The clued-up traveller

When I was small, we used to play a game. We would open a folded map of the world, close our eyes, while someone spun the map around (has Google Maps caught on to this yet?), then at the command, press down a finger. Wherever that finger landed, that is where you will be going next. We made it interesting – the map could reveal where your spouse would hail from, or where you will spend your honeymoon. Even if you had no idea what Middlefart in Denmark looked like, if the map says that is your next destination, that is what it was. It could have been Llanfairpwllgwyngyllgogerychwyrndrobwllllantysiliogogogoch in Wales…

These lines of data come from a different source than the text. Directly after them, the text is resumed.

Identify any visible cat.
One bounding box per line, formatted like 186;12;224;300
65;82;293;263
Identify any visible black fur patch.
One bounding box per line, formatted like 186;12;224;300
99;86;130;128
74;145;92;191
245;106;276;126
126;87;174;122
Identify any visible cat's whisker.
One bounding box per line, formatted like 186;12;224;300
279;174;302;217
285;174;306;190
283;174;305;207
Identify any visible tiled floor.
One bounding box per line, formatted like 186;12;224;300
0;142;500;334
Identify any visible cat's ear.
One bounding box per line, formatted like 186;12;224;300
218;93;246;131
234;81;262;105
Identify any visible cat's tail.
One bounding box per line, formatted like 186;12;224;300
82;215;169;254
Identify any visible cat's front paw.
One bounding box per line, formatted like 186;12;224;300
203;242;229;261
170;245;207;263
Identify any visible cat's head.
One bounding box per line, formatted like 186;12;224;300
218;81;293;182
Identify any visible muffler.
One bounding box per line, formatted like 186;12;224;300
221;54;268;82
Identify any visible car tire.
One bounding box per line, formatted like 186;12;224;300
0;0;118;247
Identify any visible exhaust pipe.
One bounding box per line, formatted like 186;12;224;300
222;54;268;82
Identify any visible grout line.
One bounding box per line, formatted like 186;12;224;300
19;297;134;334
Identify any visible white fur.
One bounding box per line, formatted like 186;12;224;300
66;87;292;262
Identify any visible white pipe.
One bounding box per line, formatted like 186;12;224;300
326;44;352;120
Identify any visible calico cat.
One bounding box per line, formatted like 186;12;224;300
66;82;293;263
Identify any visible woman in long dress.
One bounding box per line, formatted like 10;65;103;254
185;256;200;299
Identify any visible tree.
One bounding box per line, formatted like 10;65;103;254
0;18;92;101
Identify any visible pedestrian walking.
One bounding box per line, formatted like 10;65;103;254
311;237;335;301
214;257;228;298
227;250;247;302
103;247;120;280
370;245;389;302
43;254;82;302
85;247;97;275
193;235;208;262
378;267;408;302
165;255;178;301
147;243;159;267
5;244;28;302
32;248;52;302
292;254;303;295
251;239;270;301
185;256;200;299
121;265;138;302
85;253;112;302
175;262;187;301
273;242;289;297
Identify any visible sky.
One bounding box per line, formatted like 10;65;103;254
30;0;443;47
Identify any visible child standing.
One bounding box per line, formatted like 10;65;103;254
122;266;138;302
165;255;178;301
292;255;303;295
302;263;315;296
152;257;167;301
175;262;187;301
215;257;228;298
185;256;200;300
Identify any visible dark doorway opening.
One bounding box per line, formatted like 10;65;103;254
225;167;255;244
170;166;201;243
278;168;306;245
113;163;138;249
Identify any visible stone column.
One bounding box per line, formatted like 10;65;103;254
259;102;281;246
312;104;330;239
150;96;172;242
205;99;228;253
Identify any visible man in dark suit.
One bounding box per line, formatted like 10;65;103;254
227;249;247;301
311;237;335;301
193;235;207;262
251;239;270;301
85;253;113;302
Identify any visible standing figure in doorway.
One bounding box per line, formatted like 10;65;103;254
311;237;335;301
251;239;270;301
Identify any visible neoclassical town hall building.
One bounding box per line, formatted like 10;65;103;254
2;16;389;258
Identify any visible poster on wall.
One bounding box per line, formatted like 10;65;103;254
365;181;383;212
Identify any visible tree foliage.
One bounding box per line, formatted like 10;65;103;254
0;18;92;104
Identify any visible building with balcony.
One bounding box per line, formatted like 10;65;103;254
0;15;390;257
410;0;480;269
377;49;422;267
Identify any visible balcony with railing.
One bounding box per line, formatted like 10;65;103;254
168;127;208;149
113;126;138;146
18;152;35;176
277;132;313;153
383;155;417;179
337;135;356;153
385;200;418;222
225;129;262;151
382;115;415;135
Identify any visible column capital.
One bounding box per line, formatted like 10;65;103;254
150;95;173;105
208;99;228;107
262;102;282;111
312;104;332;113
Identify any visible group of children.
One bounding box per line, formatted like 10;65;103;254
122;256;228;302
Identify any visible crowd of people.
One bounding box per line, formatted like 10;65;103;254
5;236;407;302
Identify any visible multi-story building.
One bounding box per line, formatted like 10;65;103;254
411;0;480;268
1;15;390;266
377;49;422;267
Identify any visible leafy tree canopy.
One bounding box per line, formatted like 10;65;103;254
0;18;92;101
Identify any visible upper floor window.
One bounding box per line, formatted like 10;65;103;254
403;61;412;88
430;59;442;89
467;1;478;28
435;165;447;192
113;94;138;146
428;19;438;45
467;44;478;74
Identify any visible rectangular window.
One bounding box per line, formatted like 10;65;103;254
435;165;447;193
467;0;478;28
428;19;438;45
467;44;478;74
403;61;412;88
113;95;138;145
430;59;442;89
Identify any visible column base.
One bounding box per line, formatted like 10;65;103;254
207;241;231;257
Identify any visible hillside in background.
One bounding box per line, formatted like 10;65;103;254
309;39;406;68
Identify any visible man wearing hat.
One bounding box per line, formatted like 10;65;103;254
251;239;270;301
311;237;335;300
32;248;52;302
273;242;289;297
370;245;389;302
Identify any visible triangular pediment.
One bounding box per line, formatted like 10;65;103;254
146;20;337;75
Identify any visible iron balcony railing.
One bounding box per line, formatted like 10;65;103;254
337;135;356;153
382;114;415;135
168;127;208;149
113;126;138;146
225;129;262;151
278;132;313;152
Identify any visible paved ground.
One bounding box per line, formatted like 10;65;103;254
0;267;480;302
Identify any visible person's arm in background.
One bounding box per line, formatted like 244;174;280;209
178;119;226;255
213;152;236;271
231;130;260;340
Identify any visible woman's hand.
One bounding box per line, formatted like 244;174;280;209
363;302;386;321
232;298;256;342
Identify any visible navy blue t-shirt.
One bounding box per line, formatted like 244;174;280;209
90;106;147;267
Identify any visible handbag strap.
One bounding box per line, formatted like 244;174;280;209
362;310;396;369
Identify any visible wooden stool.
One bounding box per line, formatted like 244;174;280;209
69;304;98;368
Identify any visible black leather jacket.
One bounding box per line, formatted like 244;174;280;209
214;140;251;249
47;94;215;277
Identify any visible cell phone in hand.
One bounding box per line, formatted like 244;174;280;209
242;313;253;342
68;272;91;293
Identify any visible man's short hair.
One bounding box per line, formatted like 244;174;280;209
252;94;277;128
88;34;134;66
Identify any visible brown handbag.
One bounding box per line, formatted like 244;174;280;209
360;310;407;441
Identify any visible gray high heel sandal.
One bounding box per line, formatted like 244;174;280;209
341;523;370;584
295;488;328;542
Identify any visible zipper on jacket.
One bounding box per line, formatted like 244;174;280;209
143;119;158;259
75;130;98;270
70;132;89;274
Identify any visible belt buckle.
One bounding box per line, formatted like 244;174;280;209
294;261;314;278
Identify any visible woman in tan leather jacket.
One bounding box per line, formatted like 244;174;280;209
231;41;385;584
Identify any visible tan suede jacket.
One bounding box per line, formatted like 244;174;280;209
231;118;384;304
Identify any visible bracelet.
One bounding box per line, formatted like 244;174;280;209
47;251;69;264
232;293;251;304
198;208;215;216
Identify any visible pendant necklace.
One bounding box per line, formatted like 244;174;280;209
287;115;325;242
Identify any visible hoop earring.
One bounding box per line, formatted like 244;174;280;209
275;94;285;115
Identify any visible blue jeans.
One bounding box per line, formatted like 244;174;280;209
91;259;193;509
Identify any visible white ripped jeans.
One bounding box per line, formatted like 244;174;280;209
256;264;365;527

Wouldn’t travelling be great if one could follow such a system? Next stop Karagandy, Kazakhstan. But in real life few of us have the time or money to tour by random finger pressing. Even travelling dictates, most of the time, a plan of action, yet the idea is that you do and see what you really want to do and see, rather than see or do something for the sake of seeing or doing it. That could help when you feel forced to visit popular attractions, just because you are going in that direction. But some spots are loved to death, and there are good reasons why. And crowds are inevitable – not a problem if you don’t mind sharing a site such as Angor Wat with over 7 000 others in a single day. Or stand in line for three hours to enter Yosemite National Park.

Writing as a representative of Cape Town Free Walking Tours, you might wonder what the above has got to do with exploring a city from pavement to pavement with a guide. Well, nothing… Simply because city walking tours fall somewhere in between plan of action, seeing and doing what you want, and doing and seeing because you must and joining a crowd or going at it alone.

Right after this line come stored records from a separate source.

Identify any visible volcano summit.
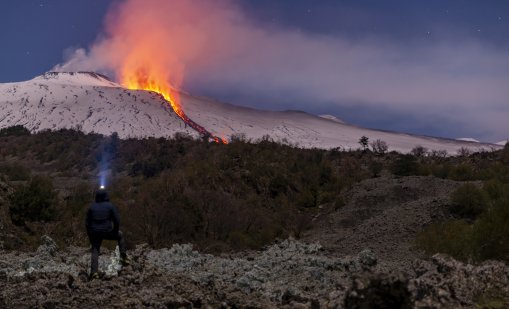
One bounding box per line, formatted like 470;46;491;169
0;72;500;153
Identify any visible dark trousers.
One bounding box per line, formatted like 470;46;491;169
88;231;126;274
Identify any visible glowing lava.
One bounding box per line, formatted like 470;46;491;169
122;70;228;144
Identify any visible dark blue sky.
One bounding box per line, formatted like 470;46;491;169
0;0;509;139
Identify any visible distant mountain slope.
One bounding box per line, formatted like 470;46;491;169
0;72;500;154
182;94;498;154
0;72;198;138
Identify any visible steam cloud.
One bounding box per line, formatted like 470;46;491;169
55;0;509;140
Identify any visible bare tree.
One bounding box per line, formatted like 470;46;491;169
371;139;389;154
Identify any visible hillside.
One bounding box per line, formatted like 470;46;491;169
0;72;501;154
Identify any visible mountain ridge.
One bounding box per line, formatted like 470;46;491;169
0;72;500;153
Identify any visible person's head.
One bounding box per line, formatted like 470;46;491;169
95;190;110;203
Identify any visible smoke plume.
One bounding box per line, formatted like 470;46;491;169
56;0;509;139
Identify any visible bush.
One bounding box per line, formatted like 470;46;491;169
0;125;30;137
417;220;472;261
450;183;488;219
0;163;30;181
410;145;428;157
417;200;509;262
9;176;57;225
472;200;509;261
391;155;419;176
371;139;389;155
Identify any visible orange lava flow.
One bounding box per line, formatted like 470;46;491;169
122;71;228;144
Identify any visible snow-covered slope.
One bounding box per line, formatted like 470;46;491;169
182;94;498;154
0;72;198;138
0;72;500;154
456;137;480;143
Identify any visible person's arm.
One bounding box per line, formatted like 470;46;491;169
85;208;92;233
111;204;120;232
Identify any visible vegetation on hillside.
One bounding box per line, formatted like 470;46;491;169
0;127;509;261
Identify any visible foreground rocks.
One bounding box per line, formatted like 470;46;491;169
0;238;509;308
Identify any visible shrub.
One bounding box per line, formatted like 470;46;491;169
0;125;30;137
359;135;369;151
9;176;56;225
472;200;509;261
450;183;488;218
417;220;472;261
410;145;428;157
391;155;419;176
371;139;389;155
0;163;30;181
369;161;384;177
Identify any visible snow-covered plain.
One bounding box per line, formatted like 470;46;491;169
0;72;501;154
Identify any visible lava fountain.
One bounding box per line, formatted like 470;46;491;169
122;69;228;144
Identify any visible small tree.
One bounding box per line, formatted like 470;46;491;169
359;135;369;151
458;147;472;157
410;145;428;157
9;176;57;225
371;139;389;154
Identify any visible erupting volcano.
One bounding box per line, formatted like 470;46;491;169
122;70;228;144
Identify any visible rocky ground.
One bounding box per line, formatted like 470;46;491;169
303;175;464;270
0;237;509;308
0;176;509;308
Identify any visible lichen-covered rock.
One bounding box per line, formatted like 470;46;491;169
0;239;509;308
37;235;58;256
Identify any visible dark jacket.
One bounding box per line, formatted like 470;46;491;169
85;201;120;234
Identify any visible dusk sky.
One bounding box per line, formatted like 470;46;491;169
0;0;509;142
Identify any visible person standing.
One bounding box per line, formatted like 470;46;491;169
85;189;129;279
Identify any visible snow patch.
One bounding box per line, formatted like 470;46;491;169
319;115;345;123
456;137;480;143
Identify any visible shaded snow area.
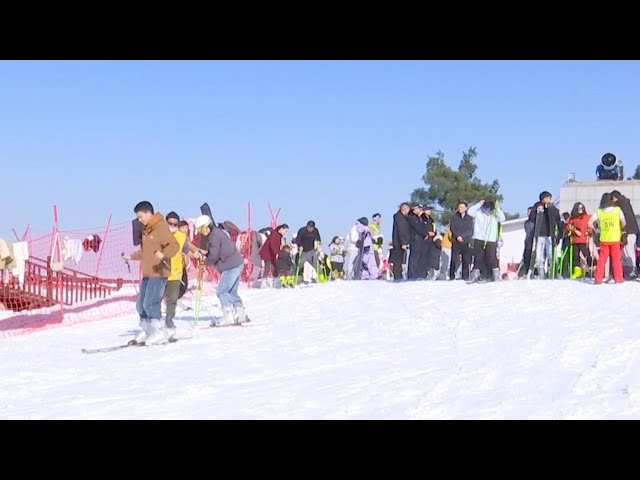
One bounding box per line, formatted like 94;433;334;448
0;280;640;419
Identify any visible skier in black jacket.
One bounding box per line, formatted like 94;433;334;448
407;203;427;279
449;202;473;280
529;192;562;278
389;202;410;281
611;190;640;280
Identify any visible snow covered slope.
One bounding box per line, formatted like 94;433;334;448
0;281;640;419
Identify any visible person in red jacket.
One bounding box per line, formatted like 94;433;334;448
260;223;289;278
567;202;593;274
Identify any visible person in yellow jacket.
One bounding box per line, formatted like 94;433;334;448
164;212;187;330
438;225;453;280
588;193;626;285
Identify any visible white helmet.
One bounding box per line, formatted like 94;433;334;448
195;215;211;230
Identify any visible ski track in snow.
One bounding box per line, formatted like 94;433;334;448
0;281;640;419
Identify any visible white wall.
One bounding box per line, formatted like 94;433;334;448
500;225;525;273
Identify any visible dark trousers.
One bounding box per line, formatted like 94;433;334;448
389;245;405;280
136;277;167;320
449;238;473;280
418;240;433;278
473;240;499;278
407;239;424;278
178;268;189;299
262;260;278;278
573;243;593;268
164;280;182;324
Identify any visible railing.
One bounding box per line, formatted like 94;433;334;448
0;257;134;311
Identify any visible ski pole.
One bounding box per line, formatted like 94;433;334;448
193;259;204;327
295;247;302;285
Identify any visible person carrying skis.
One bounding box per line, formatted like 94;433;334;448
195;215;247;327
122;202;180;345
468;200;505;283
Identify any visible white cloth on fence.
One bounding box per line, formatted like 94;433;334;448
11;242;29;286
62;236;83;265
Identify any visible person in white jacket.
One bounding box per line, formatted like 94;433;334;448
344;222;360;280
467;200;505;283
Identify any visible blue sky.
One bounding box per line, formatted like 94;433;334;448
0;61;640;242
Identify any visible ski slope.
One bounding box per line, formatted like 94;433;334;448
0;281;640;419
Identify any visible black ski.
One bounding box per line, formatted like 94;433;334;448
82;337;182;353
527;211;544;278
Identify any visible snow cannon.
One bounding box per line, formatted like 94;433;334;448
596;153;624;180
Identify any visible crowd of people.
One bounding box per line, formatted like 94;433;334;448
123;191;640;344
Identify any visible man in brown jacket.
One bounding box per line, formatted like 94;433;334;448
122;202;180;345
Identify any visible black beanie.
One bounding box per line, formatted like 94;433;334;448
540;191;553;201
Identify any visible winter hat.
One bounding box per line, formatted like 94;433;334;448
482;200;496;212
196;215;211;231
540;190;553;201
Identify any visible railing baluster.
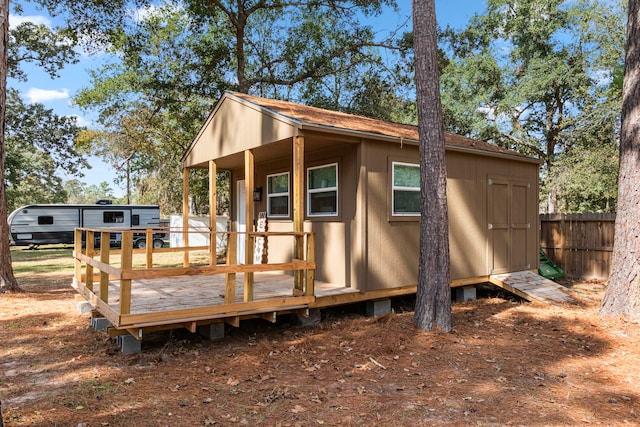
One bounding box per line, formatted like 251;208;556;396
84;230;95;291
120;231;133;314
100;231;111;304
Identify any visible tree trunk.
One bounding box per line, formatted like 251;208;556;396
600;0;640;321
0;0;20;293
413;0;453;332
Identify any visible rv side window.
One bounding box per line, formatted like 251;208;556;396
102;211;124;224
391;162;420;216
38;215;53;225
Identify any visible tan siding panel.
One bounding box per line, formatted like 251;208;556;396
183;98;297;167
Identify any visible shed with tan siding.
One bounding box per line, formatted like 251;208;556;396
182;92;539;293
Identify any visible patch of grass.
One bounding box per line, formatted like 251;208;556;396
11;246;73;276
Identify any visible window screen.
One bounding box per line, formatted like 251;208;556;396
392;162;420;216
267;172;289;218
307;163;338;216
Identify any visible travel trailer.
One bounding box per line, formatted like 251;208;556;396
8;205;164;248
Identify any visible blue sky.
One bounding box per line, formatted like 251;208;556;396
8;0;486;197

Walking tours are a plan of action when all other plans fail. The weather in Cape Town is unpredictable – what can you expect from a city hugged by two oceans? If it’s too slippery to climb a mountain or too windy to brave a beach, do a walking tour. It happens every day. If the line to get into a much-loved site snake up the West Coast – do a walking tour. Those lines are never too long.

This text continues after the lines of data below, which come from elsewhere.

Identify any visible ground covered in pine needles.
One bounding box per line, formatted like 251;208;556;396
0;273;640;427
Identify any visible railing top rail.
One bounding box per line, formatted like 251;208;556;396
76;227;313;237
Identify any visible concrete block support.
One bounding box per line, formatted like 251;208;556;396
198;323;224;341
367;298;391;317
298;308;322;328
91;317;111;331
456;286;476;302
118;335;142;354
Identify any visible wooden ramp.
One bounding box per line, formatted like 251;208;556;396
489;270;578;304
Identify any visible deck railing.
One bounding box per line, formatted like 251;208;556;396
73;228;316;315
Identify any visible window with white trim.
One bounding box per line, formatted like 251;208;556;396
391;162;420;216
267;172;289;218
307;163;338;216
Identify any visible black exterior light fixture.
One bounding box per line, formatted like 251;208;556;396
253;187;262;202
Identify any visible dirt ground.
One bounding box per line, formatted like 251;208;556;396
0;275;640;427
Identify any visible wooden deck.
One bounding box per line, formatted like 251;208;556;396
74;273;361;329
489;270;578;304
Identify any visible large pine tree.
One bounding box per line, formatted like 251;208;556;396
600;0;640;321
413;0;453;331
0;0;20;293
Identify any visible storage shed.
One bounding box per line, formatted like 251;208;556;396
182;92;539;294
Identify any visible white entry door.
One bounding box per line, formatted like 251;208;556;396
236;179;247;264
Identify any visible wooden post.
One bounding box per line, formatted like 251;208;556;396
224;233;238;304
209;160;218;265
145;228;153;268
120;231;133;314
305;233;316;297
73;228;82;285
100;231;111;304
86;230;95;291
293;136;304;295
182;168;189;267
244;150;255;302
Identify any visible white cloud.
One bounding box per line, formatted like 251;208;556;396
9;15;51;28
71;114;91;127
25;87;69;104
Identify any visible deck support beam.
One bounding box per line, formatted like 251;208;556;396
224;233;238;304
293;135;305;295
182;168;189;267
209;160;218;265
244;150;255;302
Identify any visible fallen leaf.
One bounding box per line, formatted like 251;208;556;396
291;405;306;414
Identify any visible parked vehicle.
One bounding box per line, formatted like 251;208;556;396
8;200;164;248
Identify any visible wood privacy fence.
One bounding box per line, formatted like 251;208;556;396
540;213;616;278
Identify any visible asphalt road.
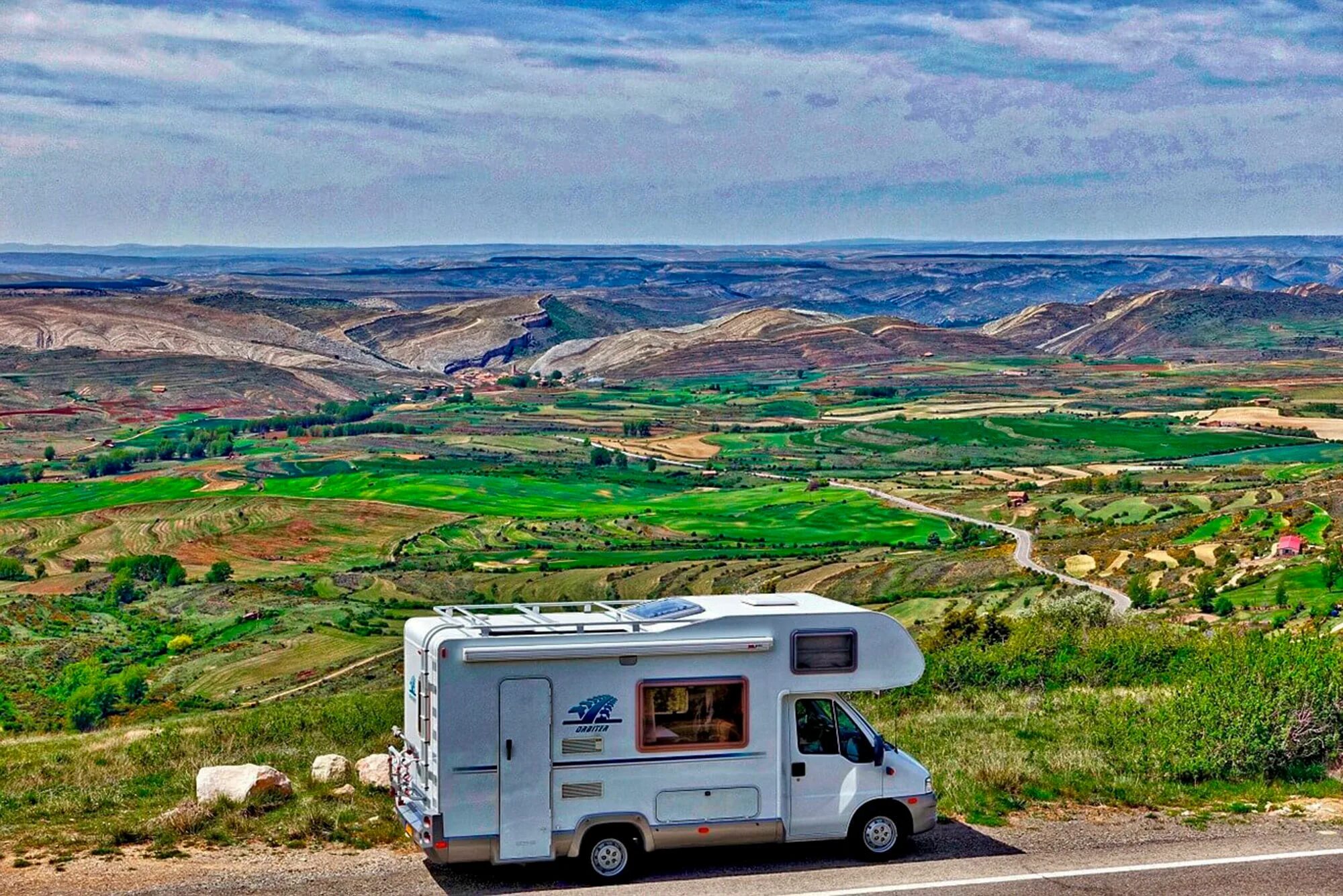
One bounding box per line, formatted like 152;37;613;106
21;811;1343;896
830;480;1132;613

Walking tours are a mix of freedom to explore combined with the security of a group and an opportunity to meet new people. If you feel your friendship circle is full, just don’t make eye contact. Simple really.

Somewhere on a walking tour will be a place that you wanted to see, and if walking is not what you wanted to do, file it under “necessary exercise for holiday period done.” Or if “bird watching” tourism is your cup of tea, there will be places you can tick off the to-see list. You can also make it part of your orientation plan. If you know a city centre and can, sort of, point north, you’ll be much the wiser when looking for hidden gems such as restaurants when you’re exploring alone and without a guide to tell you when to stop, stay and sit.

We’re not trying here to convince history buffs, interesting people, and lovers of walking to join. They do. But if you have to answer with a blank look when your friends and family enquire about your trip: “Have you tasted a koesister in the Bo Kaap? Did you see the spot where Nelson Mandela first appeared as a free man? Isn’t the story of Tuan Guru absolutely amazing?” This advice is for you.